[Schiff] Stern von Heraklion

  • Sie war tot, verstorben, nicht mehr da. Der wohl einzige Mensch der divitischen Verwandtschaft, der dem Iulier wenigstens ansatzweise hätte die eine oder andere Anekdote über seinen Vater erzählen können, lebte nicht mehr. Unwiederruflich hatte Pluto sie zu sich geholt, Dives doch vergleichsweise noch so junge Tante Livilla.


    Der Quaestor war in der Folge in ein tiefes schwarzes Loch gefallen: Erst hatte er in seinen frühesten Tagen seinen Vater an die Stadtkohorten verloren, später dann hatte das Mare Nostrum seine Mutter verschlungen, anschließend musste der Iulier vom Ableben auch seines ihm kaum bekannten Vaters erfahren. Es folgte seine Zeit in Ostia, wo er neuen Mut und neue Kraft schöpfte aus mehreren innig geglaubten Freundschaften. Doch auch Helvetius Ocella war irgendwann einfach gestorben und hatte den Iulier folglich allein gelassen - just als jener infolge seiner fatalen ersten Begegnung mit einer gewissen Sergierin gerade dessen Unterstützung wohl am dringlichsten benötigt hätte. Und auch Germanicus Aculeo, eine der wenigen Personen, denen sich Dives seine sexuellen Neigungen betreffend dereinst anvertraut hatte, war irgendwann einfach verschwunden und hatte den Iulier allein zurückgelassen. Keinen Abschiedbrief hatte es gegeben. Stattdessen waren sie sich zuletzt auf der iulisch-sergischen Hochzeit begegnet - jener Eheschließung, zu deren Folgen eine Klage Faustas gegen Sedulus genauso gehörte wie die offenkundige Feindschaft Faustas mit der ehemaligen Verlobten Aculeos, Quintilia Valentina.
    Und aller guten wie schlechten Dinge waren bekanntlich drei: So hatte denn folglich auch Decimus Serapio dem Iulier letztlich den Rücken zugekehrt, hatte beinahe für einen handfesten Skandal um die divitische Person gesorgt, hatte niederschlagende Briefe an den Iulier verfasst, hatte ihn verletzt mit seinen Taten, indem er einen nichts ahnenden Dives zu einer Theatervorstellung einlud, wo der sodann unvorbereitet mit diesem Borkan konfrontiert worden war - und wo nicht zu vergessen er keine Gelegenheit ausließ, die Tochter des Iuliers in ein schlechtes Licht zu stellen sowie die divitische Ehefrau eines Auftragsmordes zu bezichtigen. (Dass er dabei unterstützt wurde sowohl von seinem 'tollen' Borkan als auch von der erwähntermaßen alles andere als gut auf Fausta zu sprechenden Quintilia, machte die Sache kaum besser.)
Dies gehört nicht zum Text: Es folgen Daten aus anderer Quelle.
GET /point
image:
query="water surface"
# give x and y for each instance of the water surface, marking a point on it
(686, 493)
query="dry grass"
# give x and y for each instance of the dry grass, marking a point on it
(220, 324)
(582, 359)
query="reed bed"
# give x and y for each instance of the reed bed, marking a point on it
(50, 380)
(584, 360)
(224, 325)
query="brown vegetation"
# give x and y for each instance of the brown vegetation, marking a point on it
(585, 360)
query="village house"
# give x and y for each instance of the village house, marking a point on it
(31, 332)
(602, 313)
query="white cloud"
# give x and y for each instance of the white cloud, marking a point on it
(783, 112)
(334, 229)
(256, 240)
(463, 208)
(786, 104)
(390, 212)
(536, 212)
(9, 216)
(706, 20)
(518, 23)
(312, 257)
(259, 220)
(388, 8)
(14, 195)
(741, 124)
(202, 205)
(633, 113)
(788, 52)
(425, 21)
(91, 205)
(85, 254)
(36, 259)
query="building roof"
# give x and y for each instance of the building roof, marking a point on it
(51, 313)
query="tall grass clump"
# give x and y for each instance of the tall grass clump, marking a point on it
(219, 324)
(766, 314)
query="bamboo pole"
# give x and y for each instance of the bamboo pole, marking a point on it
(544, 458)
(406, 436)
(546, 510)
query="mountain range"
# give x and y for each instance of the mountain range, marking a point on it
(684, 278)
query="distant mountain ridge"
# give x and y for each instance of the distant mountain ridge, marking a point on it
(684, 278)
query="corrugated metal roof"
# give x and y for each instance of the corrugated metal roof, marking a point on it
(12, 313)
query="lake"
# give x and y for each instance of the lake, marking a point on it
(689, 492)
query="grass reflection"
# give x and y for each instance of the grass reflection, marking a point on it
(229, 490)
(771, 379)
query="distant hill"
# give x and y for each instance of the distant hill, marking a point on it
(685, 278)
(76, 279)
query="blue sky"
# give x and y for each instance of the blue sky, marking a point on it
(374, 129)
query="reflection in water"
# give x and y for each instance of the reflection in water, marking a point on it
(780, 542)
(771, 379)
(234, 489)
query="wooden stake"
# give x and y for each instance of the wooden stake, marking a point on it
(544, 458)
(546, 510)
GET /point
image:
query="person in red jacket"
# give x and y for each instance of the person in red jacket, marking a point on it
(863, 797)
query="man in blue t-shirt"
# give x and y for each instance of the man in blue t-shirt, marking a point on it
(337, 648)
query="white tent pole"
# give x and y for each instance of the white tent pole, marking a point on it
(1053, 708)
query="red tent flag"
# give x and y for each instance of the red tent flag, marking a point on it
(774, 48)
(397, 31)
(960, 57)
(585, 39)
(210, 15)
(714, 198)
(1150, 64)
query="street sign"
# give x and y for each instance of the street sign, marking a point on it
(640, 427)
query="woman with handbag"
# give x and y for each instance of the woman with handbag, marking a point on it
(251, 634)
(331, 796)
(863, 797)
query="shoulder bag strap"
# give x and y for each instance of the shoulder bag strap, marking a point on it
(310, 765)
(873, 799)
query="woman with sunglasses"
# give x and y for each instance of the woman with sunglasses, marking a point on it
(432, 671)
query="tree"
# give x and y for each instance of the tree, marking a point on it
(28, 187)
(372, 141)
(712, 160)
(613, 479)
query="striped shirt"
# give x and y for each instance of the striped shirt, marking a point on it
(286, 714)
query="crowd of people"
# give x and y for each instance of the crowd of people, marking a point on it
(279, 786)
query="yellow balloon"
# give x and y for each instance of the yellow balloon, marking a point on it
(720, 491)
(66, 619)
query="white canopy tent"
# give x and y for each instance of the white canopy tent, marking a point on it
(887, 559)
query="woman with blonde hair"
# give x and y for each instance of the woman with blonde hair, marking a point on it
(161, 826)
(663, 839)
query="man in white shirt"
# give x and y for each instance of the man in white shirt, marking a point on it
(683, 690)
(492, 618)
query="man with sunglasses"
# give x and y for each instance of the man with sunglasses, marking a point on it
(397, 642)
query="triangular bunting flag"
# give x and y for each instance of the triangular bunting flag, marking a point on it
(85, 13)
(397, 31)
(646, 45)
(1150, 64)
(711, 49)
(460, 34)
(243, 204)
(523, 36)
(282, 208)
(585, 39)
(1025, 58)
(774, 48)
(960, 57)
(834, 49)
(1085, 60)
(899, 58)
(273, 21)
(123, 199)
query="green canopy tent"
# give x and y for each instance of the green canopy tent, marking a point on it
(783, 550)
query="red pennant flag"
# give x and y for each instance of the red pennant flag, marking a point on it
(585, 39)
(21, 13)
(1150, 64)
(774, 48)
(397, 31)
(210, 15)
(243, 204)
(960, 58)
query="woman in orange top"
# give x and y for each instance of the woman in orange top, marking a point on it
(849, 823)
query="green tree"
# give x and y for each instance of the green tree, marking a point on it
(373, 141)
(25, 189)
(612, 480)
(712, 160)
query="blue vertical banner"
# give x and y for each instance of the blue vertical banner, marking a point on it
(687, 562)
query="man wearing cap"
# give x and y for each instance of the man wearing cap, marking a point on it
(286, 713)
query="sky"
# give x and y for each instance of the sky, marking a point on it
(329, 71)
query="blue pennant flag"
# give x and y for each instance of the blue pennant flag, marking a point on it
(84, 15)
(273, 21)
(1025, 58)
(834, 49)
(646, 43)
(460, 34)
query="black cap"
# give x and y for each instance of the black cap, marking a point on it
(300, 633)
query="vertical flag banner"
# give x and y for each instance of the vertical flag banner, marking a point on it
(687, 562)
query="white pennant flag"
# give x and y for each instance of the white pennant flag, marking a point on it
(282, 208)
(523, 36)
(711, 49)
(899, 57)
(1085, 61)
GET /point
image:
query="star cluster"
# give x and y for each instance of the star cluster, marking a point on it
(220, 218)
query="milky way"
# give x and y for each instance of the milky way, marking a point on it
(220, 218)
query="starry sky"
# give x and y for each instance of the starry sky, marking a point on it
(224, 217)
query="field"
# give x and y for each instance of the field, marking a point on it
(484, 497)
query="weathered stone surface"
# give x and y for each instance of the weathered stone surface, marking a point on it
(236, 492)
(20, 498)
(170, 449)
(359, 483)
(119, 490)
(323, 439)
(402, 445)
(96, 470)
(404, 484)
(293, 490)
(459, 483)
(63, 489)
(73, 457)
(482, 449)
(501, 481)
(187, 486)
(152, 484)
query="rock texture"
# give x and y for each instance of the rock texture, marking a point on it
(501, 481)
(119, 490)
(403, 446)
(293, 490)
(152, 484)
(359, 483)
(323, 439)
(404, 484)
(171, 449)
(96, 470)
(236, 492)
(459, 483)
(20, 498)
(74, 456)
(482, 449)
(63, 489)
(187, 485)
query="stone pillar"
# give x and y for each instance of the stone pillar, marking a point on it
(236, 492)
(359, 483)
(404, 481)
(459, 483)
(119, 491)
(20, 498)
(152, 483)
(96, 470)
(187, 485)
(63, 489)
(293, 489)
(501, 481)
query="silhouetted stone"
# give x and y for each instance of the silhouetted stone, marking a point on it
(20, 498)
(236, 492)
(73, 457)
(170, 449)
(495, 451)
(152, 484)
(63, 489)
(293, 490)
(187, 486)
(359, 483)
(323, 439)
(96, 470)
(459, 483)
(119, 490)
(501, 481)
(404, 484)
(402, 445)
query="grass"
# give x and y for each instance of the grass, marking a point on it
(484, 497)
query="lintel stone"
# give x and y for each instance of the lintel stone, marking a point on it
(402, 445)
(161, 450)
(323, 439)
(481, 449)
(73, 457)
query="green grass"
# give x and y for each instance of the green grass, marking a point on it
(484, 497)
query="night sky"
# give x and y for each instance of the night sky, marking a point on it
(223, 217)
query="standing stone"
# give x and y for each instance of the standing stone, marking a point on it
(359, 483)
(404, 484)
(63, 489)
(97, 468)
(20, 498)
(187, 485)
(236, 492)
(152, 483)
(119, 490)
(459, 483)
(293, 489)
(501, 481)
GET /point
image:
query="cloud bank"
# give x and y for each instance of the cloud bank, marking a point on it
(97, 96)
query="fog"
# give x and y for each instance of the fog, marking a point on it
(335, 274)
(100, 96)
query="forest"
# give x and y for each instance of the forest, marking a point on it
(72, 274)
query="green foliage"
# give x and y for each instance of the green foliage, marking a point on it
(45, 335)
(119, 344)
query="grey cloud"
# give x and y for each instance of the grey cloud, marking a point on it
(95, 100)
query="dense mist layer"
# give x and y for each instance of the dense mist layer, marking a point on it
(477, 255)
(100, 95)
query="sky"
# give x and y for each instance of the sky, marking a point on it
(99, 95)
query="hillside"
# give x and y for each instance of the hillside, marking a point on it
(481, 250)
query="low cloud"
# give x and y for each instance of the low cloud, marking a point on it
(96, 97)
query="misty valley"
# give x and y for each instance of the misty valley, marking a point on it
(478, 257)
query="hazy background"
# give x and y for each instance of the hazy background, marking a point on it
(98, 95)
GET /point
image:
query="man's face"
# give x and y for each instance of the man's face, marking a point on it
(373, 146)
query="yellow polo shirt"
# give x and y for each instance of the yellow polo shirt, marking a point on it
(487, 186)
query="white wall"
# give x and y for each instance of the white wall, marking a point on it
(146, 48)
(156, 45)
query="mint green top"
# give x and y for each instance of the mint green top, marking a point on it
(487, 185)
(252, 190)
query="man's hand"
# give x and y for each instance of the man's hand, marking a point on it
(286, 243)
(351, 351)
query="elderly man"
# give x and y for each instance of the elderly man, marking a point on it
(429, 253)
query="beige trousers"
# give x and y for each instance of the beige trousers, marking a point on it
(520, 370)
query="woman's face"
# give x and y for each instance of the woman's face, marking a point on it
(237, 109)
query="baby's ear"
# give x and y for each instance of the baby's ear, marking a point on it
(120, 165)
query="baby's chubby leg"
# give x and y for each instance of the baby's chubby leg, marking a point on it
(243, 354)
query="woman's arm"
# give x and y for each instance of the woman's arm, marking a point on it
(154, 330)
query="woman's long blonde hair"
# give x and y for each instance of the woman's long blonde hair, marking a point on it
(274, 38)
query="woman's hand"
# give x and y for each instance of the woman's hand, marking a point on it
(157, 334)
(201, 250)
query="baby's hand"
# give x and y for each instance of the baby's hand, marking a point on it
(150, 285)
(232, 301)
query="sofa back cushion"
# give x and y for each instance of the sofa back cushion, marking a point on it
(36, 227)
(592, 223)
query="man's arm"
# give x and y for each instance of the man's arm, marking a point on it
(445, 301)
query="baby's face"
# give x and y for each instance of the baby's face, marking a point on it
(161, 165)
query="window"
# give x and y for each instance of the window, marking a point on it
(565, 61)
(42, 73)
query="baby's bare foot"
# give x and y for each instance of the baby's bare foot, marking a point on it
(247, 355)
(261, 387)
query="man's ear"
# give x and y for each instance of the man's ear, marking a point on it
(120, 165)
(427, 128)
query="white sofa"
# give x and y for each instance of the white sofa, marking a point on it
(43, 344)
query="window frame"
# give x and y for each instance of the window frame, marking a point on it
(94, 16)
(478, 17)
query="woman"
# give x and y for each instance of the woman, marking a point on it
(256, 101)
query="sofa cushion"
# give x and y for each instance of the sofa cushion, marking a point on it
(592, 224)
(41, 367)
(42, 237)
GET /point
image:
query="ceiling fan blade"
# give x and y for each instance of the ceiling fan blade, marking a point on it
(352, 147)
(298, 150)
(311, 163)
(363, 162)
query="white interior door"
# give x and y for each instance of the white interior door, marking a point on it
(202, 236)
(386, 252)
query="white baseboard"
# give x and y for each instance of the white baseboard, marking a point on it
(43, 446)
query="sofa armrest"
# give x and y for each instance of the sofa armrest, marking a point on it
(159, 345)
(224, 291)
    Wer also war dem Iulier damit überhaupt noch geblieben? Sein Cousin Centho, der sich so sehr in seine Augurentätigkeit und die Erziehung seiner drei Kinder vertiefte, dass er kaum überhaupt noch für Dives zu sprechen war? Sein Großonkel Licinus, der im fernen Mantua als Praefectus Castrorum der Legio Prima diente? Seine Ehefrau von der er erpresst wurde? Wohl kaum. Ein eher steifer und konservativ traditionalistischer Tiberier, gegenüber dem sich Dives sicherlich niemals ganz würde öffnen können? Ein vinicischer Patron, mit dem der amtierende Quaestor wohl ebenfalls nie allzu vertraulich würde reden können, wollte er auch morgen noch dessen Klient sein? Oder aber eine reisefreudige Tante, die den divitischen Vater persönlich kannte und jetzt gestorben war?
    Es sah betrüblich schlecht aus. Denn niemand war da. Niemand war einfach nur da, lieh dem Iulier ein verschwiegenes Ohr und hörte ihm einfach nur zu. - Für etwaige Sorgen um seine Karriere konnte er sich zweifelsohne an seinen Patron Vinicius oder seinen Verbündeten Lepidus wenden, dazu an seinen Cousin Lucius Centho und mit gewissen Abstrichen und unter Vorbehalt sogar an seine Frau Fausta. Hatte er einen finanziellen Engpass, so hatte sich sein Großonkel Licinus bereits mehrfach zu helfen bereiterklärt - und nicht zuletzt durch Taten auch mehr als nur einmal schon unter Beweis gestellt, dass es ihm ernst damit war. Doch wohin sollte er gehen und an wen sollte er sich wenden, wenn sein Herz ihm schmerzte und er einfach nur einen vertraulichen Zuhörer brauchte? Sollte er sich an seinen caelischne Freund Caldus wenden und Gefahr laufen, dass der das so erlangte Wissen zu seinen Gunsten ausnutzte? Sollte er sich an jemand anderen wenden, der ihm später mit derartig vertraulichem Wissen nur selbst noch Schaden zuzufügen versuchen würde? Oder sollte er sein Leid einmal mehr nur einem stummen, kalten Grabstein klagen, wie er es einst am Grabe Ocellas getan hatte? Er wusste es nicht.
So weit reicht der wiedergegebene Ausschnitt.